Even though he recognizes that he has been blessed by Jacob's presence, Laban seems intent on extracting as much as he can from him and when Jacob asks to leave with his wives and children, Laban pleads with him to stay. Jacob retaliates with his own cunning by promising to keep tending the flocks and take any blemished sheep or goats for his pay. He then makes sure that there are more born with blemishes than without so that his herd increases even more so.
When he has finally had enough, he sneaks off without telling Laban goodbye and Laban would have chased after him in retaliation if it had not been for God telling him to not say anything. When Laban catches up with them, Jacob explains his actions: It was like this for the twenty years I was in your household. I worked for you fourteen years for your two daughters and six years for your flocks, and you changed my wages ten times. If the God of my father, the God of Abraham and the Fear of Isaac, had not been with me, you would surely have sent me away empty-handed. But God has seen my hardship and the toil of my hands, and last night he rebuked you.”
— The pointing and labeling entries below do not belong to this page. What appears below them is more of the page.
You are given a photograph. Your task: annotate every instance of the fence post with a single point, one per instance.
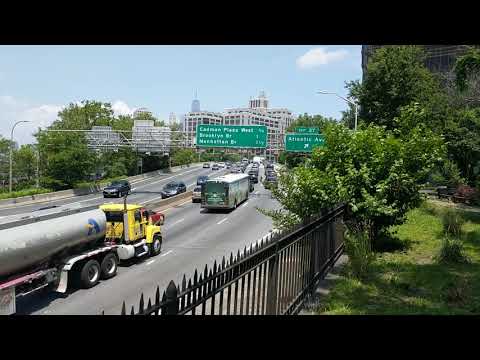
(172, 300)
(272, 288)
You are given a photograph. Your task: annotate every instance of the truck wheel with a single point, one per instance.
(90, 274)
(109, 266)
(156, 246)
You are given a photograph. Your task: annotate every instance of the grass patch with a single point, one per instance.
(25, 192)
(413, 281)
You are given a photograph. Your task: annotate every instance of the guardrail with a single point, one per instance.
(64, 194)
(271, 277)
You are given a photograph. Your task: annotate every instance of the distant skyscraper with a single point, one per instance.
(195, 104)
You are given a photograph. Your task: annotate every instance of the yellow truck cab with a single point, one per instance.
(134, 229)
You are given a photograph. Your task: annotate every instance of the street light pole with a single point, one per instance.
(11, 153)
(347, 100)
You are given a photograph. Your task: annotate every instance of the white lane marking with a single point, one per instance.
(170, 208)
(168, 252)
(221, 221)
(177, 222)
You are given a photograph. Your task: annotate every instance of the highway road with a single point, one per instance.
(144, 191)
(192, 238)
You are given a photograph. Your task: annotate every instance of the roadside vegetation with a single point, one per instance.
(432, 272)
(416, 130)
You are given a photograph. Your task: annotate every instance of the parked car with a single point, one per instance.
(202, 179)
(197, 194)
(173, 188)
(117, 188)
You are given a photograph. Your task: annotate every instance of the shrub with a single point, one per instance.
(452, 222)
(359, 250)
(452, 252)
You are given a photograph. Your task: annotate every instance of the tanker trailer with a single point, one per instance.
(41, 249)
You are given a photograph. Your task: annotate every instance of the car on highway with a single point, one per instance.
(173, 188)
(202, 179)
(117, 188)
(197, 193)
(253, 176)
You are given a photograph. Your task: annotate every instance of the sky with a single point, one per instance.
(37, 81)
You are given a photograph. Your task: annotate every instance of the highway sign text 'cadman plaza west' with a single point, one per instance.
(303, 142)
(232, 136)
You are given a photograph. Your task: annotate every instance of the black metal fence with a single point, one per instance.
(272, 277)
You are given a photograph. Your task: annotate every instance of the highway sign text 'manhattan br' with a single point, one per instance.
(232, 136)
(303, 142)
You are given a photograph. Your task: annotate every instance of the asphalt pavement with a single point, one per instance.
(192, 238)
(143, 192)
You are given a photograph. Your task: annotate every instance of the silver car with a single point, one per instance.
(197, 194)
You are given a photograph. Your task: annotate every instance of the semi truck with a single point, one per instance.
(52, 249)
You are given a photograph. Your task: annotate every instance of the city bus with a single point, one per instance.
(225, 192)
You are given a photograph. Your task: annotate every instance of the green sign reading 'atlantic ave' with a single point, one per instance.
(309, 130)
(232, 136)
(303, 142)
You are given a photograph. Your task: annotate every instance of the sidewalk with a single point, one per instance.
(323, 287)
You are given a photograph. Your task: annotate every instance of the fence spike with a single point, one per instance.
(184, 283)
(157, 296)
(140, 308)
(124, 312)
(195, 278)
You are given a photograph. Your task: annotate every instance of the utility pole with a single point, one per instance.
(11, 154)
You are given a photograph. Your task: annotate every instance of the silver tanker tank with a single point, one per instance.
(30, 240)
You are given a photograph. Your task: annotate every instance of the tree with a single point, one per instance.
(375, 172)
(396, 77)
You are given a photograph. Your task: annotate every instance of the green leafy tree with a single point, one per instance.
(375, 172)
(396, 77)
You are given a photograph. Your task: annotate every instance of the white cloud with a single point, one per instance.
(320, 56)
(121, 108)
(13, 110)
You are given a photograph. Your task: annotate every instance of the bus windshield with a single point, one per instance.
(213, 187)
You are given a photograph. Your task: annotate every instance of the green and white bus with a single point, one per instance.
(225, 192)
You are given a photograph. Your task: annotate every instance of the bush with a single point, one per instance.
(452, 222)
(452, 252)
(359, 250)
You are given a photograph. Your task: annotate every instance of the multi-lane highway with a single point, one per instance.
(192, 238)
(143, 192)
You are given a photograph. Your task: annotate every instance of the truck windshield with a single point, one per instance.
(114, 216)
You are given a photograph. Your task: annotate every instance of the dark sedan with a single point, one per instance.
(117, 188)
(173, 188)
(202, 179)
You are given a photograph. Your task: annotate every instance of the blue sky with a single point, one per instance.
(36, 81)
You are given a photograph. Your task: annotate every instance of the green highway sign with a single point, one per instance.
(308, 130)
(232, 136)
(303, 142)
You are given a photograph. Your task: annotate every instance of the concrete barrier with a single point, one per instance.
(64, 194)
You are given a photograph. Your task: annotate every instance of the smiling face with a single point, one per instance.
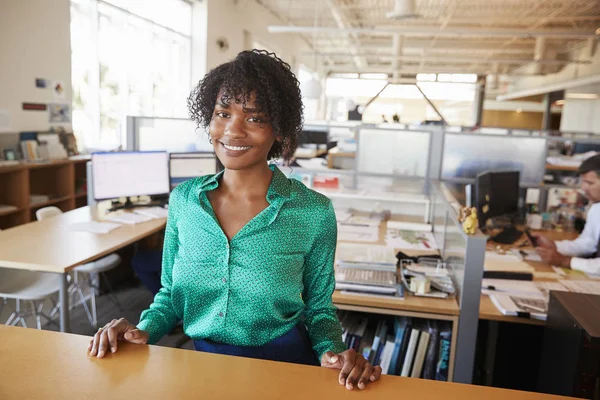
(242, 134)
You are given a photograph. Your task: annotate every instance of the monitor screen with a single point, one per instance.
(496, 194)
(124, 174)
(313, 136)
(184, 166)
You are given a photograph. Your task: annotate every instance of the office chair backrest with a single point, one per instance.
(47, 212)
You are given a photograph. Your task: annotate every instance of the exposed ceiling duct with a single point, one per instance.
(403, 9)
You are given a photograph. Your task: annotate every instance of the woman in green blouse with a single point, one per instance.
(248, 254)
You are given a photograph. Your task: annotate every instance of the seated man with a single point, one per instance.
(583, 253)
(147, 264)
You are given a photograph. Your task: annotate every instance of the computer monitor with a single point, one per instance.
(496, 194)
(185, 166)
(127, 174)
(313, 136)
(579, 148)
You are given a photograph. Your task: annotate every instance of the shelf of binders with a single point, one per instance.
(58, 183)
(402, 345)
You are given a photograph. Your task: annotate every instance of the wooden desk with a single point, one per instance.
(487, 309)
(51, 246)
(55, 365)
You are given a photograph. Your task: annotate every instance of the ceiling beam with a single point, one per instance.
(574, 83)
(342, 22)
(387, 69)
(448, 32)
(453, 59)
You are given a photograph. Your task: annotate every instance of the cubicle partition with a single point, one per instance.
(464, 257)
(175, 135)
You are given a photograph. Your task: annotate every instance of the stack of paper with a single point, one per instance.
(410, 240)
(581, 286)
(505, 262)
(128, 218)
(366, 256)
(94, 227)
(366, 269)
(526, 305)
(152, 212)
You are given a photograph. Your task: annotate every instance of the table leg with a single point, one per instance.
(65, 323)
(490, 353)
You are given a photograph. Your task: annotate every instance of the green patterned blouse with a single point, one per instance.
(275, 272)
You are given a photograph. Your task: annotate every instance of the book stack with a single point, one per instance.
(401, 346)
(366, 269)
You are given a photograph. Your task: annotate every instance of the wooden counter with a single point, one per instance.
(50, 365)
(52, 246)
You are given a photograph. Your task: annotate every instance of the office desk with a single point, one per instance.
(51, 246)
(54, 365)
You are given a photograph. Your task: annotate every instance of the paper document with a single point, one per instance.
(409, 226)
(152, 212)
(521, 305)
(365, 288)
(128, 218)
(580, 286)
(505, 262)
(365, 277)
(94, 227)
(366, 254)
(354, 233)
(410, 240)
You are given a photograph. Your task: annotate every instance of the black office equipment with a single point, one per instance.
(579, 148)
(497, 194)
(313, 136)
(571, 351)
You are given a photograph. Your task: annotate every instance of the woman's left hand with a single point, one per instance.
(356, 371)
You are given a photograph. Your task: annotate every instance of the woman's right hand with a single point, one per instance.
(108, 336)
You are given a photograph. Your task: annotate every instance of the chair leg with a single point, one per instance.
(10, 318)
(38, 317)
(55, 307)
(111, 292)
(94, 309)
(85, 307)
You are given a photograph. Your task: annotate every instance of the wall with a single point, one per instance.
(570, 72)
(581, 116)
(35, 43)
(240, 22)
(512, 119)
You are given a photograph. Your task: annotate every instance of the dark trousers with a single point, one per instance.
(147, 265)
(293, 347)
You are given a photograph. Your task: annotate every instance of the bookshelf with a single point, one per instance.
(28, 186)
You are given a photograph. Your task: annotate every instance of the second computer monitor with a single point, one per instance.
(186, 166)
(496, 194)
(127, 174)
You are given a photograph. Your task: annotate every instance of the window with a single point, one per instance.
(127, 60)
(311, 106)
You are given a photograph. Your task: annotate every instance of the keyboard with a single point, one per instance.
(507, 236)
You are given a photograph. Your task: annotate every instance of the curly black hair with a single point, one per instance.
(277, 95)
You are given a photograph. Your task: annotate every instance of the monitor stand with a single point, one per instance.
(129, 204)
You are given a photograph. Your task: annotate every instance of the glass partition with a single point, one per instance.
(170, 134)
(466, 155)
(464, 255)
(394, 152)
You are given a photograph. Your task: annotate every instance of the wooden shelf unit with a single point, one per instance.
(411, 306)
(62, 180)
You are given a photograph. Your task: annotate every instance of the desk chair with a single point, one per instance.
(95, 267)
(28, 286)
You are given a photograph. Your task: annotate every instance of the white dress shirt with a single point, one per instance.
(585, 245)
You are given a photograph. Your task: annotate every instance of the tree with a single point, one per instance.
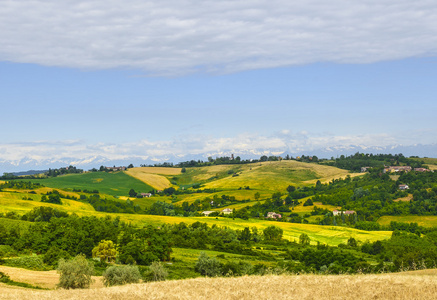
(208, 266)
(304, 239)
(132, 193)
(75, 273)
(119, 275)
(105, 251)
(157, 272)
(273, 233)
(291, 188)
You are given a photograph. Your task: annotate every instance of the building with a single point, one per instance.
(114, 169)
(207, 212)
(227, 211)
(345, 212)
(397, 169)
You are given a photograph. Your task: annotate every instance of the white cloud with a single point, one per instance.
(79, 152)
(188, 36)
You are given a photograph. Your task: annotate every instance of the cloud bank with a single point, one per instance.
(48, 153)
(190, 36)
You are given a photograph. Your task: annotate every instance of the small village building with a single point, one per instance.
(273, 215)
(227, 211)
(397, 169)
(403, 187)
(344, 212)
(207, 212)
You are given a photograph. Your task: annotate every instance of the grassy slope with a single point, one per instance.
(116, 184)
(417, 285)
(426, 221)
(154, 176)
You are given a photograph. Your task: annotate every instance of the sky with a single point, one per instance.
(82, 79)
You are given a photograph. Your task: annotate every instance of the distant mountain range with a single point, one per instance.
(87, 163)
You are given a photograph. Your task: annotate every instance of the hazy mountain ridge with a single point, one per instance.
(28, 163)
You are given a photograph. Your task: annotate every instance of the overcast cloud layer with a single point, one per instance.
(183, 37)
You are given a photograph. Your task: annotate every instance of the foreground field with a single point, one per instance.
(414, 285)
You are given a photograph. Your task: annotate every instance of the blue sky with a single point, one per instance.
(91, 78)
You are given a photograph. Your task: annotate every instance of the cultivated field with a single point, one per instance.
(411, 285)
(276, 176)
(426, 221)
(116, 184)
(152, 177)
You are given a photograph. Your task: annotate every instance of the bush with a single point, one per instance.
(28, 262)
(119, 275)
(157, 272)
(208, 266)
(75, 273)
(7, 251)
(52, 256)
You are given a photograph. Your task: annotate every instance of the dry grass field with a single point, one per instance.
(426, 221)
(152, 177)
(273, 176)
(158, 170)
(412, 285)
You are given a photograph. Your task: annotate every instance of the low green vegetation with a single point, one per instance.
(268, 217)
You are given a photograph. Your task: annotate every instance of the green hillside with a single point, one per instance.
(116, 184)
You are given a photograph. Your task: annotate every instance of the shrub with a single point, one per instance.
(52, 256)
(75, 273)
(105, 251)
(156, 272)
(119, 275)
(208, 266)
(27, 262)
(7, 251)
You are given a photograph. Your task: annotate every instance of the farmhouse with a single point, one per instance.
(403, 187)
(345, 212)
(227, 211)
(273, 215)
(114, 168)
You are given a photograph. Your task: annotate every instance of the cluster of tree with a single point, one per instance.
(25, 185)
(63, 171)
(355, 162)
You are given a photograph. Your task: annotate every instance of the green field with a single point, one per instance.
(116, 184)
(425, 221)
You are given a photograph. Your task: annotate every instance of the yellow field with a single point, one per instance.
(381, 286)
(426, 221)
(156, 181)
(276, 176)
(15, 204)
(44, 279)
(156, 170)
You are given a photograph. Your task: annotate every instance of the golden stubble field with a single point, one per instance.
(411, 285)
(153, 176)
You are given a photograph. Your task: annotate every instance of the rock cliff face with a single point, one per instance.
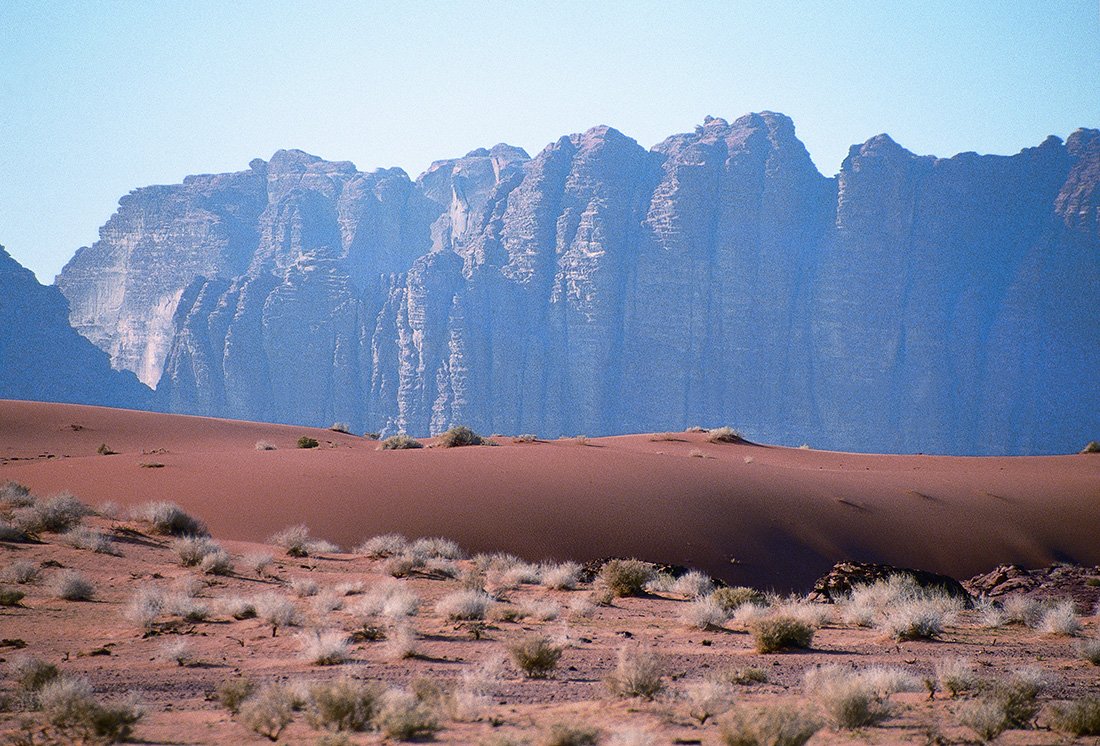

Laban answered Jacob, “The women are my daughters, the children are my children, and the flocks are my flocks. All you see is mine. Yet what can I do today about these daughters of mine, or about the children they have borne? Come now, let’s make a covenant, you and I, and let it serve as a witness between us.” - Gen. 31:41-44 NIV
It's all mine, Laban says, never acknowledging that it was the hand of God that sent Jacob to him in the first place, it was God that blessed Jacob, this was all God's doing. Jacob was the means through which God's promise to Abraham would be fulfilled, the one through whom a great nation would come. It was all God's.